In total, Vilma played in 11 games during the 2012 season.

====2013====
Vilma underwent knee surgery during the preseason and was placed on the Reserve/Injured Designated for Return list, with the hope that he would recover in time to play during the season. He was reactivated for the Saints' eighth game, a 26–20 loss to his former team, the New York Jets, and was in the game for only 12 defensive snaps. The following week, he was again placed on injured reserve, ending his 2013 season.

====2014====
On February 12, 2014, Vilma's contract was not renewed with the New Orleans Saints. He became a guest analyst on Bleacher Report.

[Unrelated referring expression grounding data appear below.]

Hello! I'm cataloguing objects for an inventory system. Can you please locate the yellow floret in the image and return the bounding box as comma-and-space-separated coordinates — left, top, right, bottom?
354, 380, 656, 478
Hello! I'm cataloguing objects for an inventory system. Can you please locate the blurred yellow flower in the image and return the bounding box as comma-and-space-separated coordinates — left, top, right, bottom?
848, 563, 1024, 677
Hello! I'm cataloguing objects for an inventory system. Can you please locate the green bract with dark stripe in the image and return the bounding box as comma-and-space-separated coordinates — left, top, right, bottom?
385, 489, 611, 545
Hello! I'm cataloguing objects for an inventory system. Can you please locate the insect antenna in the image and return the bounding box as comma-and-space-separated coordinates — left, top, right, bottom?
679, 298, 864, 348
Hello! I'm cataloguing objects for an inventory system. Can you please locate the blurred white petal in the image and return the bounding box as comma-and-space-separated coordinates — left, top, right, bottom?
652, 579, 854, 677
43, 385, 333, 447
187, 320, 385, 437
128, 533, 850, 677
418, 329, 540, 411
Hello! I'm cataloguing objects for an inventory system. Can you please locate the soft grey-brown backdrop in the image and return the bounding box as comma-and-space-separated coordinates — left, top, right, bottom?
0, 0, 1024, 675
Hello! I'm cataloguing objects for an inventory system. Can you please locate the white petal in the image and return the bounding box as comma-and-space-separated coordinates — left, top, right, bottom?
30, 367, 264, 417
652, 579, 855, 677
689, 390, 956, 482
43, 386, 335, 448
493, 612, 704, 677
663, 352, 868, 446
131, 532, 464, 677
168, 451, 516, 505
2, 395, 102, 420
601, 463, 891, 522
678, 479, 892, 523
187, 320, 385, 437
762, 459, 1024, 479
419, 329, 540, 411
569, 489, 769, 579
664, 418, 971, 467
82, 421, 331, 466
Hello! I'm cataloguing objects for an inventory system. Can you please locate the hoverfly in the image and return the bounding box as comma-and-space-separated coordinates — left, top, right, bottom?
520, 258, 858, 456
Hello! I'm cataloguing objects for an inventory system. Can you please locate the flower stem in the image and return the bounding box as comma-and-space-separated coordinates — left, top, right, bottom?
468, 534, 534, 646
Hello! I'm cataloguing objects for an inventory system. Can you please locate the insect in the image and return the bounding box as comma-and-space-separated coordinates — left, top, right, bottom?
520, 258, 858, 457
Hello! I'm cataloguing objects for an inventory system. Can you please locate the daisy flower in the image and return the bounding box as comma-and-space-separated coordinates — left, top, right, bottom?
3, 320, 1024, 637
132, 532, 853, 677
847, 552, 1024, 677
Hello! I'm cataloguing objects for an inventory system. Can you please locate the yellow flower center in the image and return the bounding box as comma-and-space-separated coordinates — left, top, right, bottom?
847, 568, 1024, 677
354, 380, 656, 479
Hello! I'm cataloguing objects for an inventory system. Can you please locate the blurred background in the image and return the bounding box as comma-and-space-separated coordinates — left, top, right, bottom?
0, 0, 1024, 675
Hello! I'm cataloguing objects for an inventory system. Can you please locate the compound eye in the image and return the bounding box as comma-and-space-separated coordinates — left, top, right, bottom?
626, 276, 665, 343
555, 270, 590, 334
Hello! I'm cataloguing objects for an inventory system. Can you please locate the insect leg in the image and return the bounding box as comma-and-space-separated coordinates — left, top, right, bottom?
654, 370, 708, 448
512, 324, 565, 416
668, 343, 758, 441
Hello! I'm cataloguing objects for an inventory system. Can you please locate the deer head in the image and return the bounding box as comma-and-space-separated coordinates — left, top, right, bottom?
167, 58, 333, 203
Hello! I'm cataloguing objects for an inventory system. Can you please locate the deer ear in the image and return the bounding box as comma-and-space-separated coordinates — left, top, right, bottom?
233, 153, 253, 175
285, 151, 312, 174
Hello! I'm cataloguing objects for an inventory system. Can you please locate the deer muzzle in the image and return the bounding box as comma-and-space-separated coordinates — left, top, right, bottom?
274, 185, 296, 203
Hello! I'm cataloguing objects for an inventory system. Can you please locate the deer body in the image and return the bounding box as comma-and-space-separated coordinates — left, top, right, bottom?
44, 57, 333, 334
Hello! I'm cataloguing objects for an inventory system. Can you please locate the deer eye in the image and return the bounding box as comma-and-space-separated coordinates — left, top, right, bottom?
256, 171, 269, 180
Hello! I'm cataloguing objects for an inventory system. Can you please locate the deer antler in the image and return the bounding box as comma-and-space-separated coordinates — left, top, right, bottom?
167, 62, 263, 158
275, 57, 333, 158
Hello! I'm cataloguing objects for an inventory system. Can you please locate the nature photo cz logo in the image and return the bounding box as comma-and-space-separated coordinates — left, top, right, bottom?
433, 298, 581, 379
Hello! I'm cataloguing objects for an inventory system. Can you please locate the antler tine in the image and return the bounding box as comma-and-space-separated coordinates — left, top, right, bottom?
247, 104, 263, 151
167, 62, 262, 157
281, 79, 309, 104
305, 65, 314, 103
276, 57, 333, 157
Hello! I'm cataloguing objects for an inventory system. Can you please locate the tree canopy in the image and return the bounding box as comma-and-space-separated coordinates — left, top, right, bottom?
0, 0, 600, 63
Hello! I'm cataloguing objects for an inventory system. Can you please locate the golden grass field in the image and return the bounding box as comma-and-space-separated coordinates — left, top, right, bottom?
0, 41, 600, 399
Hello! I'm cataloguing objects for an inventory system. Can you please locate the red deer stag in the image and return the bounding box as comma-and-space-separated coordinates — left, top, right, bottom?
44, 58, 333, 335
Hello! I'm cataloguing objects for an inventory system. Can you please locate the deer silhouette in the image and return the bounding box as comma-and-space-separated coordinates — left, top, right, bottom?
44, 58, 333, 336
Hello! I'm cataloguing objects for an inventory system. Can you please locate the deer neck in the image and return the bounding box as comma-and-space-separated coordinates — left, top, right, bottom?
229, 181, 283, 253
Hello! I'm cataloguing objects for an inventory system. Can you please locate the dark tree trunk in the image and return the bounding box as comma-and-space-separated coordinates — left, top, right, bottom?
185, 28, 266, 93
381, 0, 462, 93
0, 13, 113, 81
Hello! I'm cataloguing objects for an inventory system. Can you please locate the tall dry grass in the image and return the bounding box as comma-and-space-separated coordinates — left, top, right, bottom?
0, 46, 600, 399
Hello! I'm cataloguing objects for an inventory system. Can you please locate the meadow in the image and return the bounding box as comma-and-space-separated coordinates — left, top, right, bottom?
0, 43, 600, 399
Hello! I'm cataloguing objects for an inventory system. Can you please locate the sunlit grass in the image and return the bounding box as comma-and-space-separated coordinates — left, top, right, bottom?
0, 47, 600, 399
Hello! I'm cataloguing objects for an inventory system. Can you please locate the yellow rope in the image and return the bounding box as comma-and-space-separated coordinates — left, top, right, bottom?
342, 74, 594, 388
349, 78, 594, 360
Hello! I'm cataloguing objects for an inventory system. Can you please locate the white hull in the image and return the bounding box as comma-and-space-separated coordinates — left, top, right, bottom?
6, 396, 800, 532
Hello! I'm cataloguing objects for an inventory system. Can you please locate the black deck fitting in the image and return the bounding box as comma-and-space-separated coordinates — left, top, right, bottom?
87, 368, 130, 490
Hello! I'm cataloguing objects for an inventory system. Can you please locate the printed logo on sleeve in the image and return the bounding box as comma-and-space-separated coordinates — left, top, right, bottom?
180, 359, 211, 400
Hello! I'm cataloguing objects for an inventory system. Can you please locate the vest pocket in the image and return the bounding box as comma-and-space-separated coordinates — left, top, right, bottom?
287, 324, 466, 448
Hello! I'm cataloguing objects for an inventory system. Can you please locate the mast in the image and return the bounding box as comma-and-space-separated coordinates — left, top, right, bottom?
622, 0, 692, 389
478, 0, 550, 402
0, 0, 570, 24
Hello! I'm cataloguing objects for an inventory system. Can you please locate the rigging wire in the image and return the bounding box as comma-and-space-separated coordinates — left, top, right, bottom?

Vilma officially retired from football, and was honored by the Saints before their home game on December 6, 2015. Vilma was inducted into the New Orleans Saints Hall of Fame on October 29, 2017.

==NFL career statistics==

Legend
|  | Led the league |
| Bold | Career best |

| Year | Team | GP | Tackles |  |  |  | Interceptions |  |  |  | Fumbles |  |
| Cmb | Solo | Ast | Sck | Int | Yds | PD | TD | FF | FR |
| 2004 | NYJ | 16 | 108 | 77 | 31 | 2.0 | 3 | 58 | 5 | 1 | 0 | 1 |
| 2005 | NYJ | 16 | 173 | 128 | 45 | 0.5 | 1 | 1 | 6 | 0 | 4 | 1 |
| 2006 | NYJ | 16 | 117 | 69 | 48 | 0.0 | 1 | 0 | 4 | 0 | 0 | 1 |
| 2007 | NYJ | 7 | 41 | 31 | 11 | 0.0 | 1 | 1 | 4 | 0 | 1 | 0 |
| 2008 | NO | 16 | 132 | 98 | 34 | 1.0 | 1 | 8 | 6 | 0 | 2 | 3 |
| 2009 | NO | 15 | 110 | 87 | 23 | 2.0 | 3 | 25 | 8 | 0 | 0 | 0 |
| 2010 | NO | 16 | 105 | 70 | 35 | 4.0 | 1 | 5 | 3 | 0 | 3 | 1 |
| 2011 | NO | 11 | 54 | 36 | 18 | 0.0 | 0 | 0 | 2 | 1 | 1 | 3 |
| 2012 | NO | 11 | 37 | 20 | 17 | 1.0 | 1 | 18 | 2 | 1 | 0 | 0 |
| 2013 | NO | 1 | 1 | 1 | 0 | 0.0 | 0 | 0 | 0 | 0 | 0 | 0 |
| Totals |  | 125 | 879 | 617 | 262 | 10.5 | 12 | 116 | 40 | 3 | 11 | 10 |

==Personal life==
Vilma's parents, Fritz Vilma and Nelly Banatte, migrated to the United States from Haiti in the 1970s. After the 2010 earthquake, he was active in relief efforts. He started the Jonathan Vilma Foundation after the 2010 Haiti earthquake to help with the rebuilding efforts in Haiti, in particular a charter school to educate students from elementary school to high school.

Vilma is a spokesman for Under Armour and WaterBank of America USA Inc.